Lawless dropped 41% off an already mediocre debut, earning $6 million and bringing its 12-day cume to $23.5 million. Premium Rush has $2.3 million this weekend and now has grossed $16.7 million thus far. Hope Springs earned $2.8 million for a $57 million cume, so mazel tov on the strong legs for this one. Sparkle has $23 million and is likely to be strong on DVD. The Bourne Legacy earned $4 million this weekend and indeed crossed the $100 million mark, which wasn't a guarantee after its opening weekend. In other "good news", Obama's America has stayed potent crossing $26 million this weekend and becoming the second-biggest political documentary of all-time, behind the $119 million-grossing Fahrenheit 9/11. With $3.2 million this weekend, it will cross $30 million by the end of the week and will probably top out at $35 million.

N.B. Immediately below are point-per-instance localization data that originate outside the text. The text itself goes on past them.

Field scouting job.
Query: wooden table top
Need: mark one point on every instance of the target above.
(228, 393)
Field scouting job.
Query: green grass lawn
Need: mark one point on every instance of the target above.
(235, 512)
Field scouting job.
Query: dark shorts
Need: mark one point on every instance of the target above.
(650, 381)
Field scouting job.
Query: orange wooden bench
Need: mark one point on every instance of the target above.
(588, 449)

Hopefully this will motivate Michael Moore to get back in the game and come up with something better than the surprisingly flaccid Capitalism: A Love Story. The Odd Life of Timothy Green now has $43 million, The Campaign is just short of $80 million, and The Dark Knight Rises now has a mammoth $437 million (it just passed ET on the all-time highest domestic earners list for #8), which means it will end its run with about $450 million, which is about what reasonable pundits were predicted at the beginning of summer. Madagascar 3 has topped $215 million and will inch by Kung Fu Panda over the next week or so. Oh, and Beasts of the Southern Wild topped $10 million, so a hearty congrats.
That's it for this miserable weekend. Join us next time for two big releases. The 3D reissue of Finding Nemo squares off against Paul WS Anderson's Resident Evil: Retribution while Paul Thomas Anderson's The Master will try to set a per-screen average record in four theaters. Until then, take care and keep reading.